Mind you, you can believe that the terrorists are fascists, and still believe that George W. Bush is scum, and that John Ashcroft is quite similar to everything we are fighting against. Some people treat these as mutually exclusive propositions (either the terrorists are fascists, or John Ashcroft is a fascist) but I see no reason why you can't believe both things.

Posted by: Lawrence Krubner at July 25, 2004 12:46 PM

Col Steve: If there's another terrorist attack on US soil, no matter who is in the White House, they're going to be under some major pressure.

Lawrence: Once again I find I've been guilty of sloppy wording. What I meant to say is that the Middle East wants our troops and our military out of their countries and their lives. I make no claims for whether or not that's good for our interests. It was merely a statement of opinion. I think they "hate" us as a military force in the region.

I do not accept your argument that we're entitled to have troops in the Middle East in case a female wants to go over on business. You write as though the entire region is rigidly under extremist religious rule, which isn't at all the case.

There are dangers to travelling anywhere.

(I'm not addressing your remarks about the Sudan because I don't see the situations as similar.)

Posted by: Anne at July 26, 2004 08:41 AM

"I do not accept your argument that we're entitled to have troops in the Middle East in case a female wants to go over on business."

Oh, come on.

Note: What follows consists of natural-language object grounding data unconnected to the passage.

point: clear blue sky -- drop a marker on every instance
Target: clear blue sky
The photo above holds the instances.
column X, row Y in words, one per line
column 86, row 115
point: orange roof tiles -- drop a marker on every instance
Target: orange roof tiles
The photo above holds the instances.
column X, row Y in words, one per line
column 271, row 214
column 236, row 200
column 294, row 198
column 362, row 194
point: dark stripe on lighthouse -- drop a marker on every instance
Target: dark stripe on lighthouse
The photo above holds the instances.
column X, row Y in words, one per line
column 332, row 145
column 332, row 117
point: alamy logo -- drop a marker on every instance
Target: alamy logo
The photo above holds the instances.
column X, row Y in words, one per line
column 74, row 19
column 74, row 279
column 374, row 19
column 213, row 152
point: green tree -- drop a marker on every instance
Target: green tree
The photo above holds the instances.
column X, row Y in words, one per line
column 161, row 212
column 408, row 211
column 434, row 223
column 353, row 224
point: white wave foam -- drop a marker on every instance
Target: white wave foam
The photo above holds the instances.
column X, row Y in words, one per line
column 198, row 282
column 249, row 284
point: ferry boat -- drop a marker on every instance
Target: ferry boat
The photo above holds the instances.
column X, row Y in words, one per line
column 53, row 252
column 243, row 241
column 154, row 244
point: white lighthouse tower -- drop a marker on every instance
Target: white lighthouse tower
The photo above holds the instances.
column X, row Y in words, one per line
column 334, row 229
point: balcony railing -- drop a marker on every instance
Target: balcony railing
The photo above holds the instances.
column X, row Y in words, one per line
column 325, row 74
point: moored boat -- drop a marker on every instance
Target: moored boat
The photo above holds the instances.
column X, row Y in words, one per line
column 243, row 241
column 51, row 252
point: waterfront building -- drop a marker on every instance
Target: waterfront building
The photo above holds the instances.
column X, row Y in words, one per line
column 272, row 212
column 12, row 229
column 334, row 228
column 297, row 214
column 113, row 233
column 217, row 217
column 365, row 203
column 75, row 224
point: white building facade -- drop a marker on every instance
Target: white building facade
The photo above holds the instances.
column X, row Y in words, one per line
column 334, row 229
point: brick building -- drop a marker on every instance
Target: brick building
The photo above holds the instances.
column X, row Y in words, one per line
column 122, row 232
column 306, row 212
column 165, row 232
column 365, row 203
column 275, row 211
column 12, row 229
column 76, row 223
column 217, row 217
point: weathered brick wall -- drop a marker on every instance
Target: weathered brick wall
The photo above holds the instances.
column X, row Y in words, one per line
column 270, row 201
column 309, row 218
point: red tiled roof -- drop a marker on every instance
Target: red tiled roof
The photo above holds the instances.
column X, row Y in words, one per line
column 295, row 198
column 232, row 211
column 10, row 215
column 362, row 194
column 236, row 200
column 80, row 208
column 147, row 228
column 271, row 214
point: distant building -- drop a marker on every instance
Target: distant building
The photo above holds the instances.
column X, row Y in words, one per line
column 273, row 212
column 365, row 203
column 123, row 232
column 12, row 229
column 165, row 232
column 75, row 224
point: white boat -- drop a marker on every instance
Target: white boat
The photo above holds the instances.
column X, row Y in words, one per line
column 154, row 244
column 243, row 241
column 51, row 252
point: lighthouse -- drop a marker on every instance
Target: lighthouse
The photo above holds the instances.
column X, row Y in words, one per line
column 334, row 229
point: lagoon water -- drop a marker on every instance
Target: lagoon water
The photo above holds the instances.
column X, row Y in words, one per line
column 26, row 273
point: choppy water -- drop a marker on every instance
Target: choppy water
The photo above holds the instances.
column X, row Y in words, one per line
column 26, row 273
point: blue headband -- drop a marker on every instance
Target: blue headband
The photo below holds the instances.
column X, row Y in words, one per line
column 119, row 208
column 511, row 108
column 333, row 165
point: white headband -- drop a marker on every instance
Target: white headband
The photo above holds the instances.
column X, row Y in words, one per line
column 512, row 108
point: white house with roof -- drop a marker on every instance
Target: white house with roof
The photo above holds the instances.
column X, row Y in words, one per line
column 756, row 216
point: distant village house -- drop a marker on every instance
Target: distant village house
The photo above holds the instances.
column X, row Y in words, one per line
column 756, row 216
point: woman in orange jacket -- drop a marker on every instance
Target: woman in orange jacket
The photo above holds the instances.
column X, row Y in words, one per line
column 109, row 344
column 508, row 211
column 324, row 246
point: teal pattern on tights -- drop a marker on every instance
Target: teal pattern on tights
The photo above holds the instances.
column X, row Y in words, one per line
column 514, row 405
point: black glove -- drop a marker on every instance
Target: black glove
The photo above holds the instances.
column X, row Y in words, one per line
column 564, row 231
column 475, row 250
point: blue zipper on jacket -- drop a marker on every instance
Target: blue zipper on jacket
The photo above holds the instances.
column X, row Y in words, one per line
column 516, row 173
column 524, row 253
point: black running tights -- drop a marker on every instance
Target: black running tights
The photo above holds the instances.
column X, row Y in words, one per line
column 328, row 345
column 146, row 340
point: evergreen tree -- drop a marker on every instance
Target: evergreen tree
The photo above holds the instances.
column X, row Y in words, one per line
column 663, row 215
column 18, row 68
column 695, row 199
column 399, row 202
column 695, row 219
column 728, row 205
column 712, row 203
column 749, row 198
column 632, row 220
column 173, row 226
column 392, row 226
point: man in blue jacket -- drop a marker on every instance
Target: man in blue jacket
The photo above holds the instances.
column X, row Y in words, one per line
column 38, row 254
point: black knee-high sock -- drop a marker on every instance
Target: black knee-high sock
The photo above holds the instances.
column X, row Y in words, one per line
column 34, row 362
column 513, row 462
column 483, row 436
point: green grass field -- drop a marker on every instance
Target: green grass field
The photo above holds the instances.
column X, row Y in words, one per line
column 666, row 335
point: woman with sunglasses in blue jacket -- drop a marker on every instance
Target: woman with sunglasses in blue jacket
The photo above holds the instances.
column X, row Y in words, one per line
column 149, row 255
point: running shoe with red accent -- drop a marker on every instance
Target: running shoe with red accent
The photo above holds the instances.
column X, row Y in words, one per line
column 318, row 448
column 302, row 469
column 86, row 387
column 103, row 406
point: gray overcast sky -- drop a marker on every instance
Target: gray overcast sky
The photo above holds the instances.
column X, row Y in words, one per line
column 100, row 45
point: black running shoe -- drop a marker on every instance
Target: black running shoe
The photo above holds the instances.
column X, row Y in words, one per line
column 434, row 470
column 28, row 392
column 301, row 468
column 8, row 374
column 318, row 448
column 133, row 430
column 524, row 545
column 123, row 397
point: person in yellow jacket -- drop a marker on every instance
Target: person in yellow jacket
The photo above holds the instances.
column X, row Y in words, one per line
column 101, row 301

That's not fair. I never made any such argument. I didn't realize your comments were restricted to our military involvement in the area. I thought you were saying America should have no involvement in the area, neither economic or military. And I was trying to point out how difficult it would be to end all economic ties to the region.

Posted by: Lawrence Krubner at July 26, 2004 01:53 PM

Of course, for as long as we have economic ties with the region, we will probably occassionally face diplomatic crises that may require a military response. American business people who get taken as hostages, for instance.

Posted by: Lawrence Krubner at July 26, 2004 01:56 PM

I seem to do nothing but apologize for my behavior today. :)

I was writing quickly, had only about ten minutes to check my blog before a meeting and I tried so hard to respond quickly and succinctly that all I managed was to be rude.

My apologies.

Posted by: Anne at July 26, 2004 04:21 PM

Happens to the best of us. Many times I've hurt someone's feelings by writing a reply to an email and hitting the "send" button a little too fast, without checking to see if what I wrote was what I wanted to write.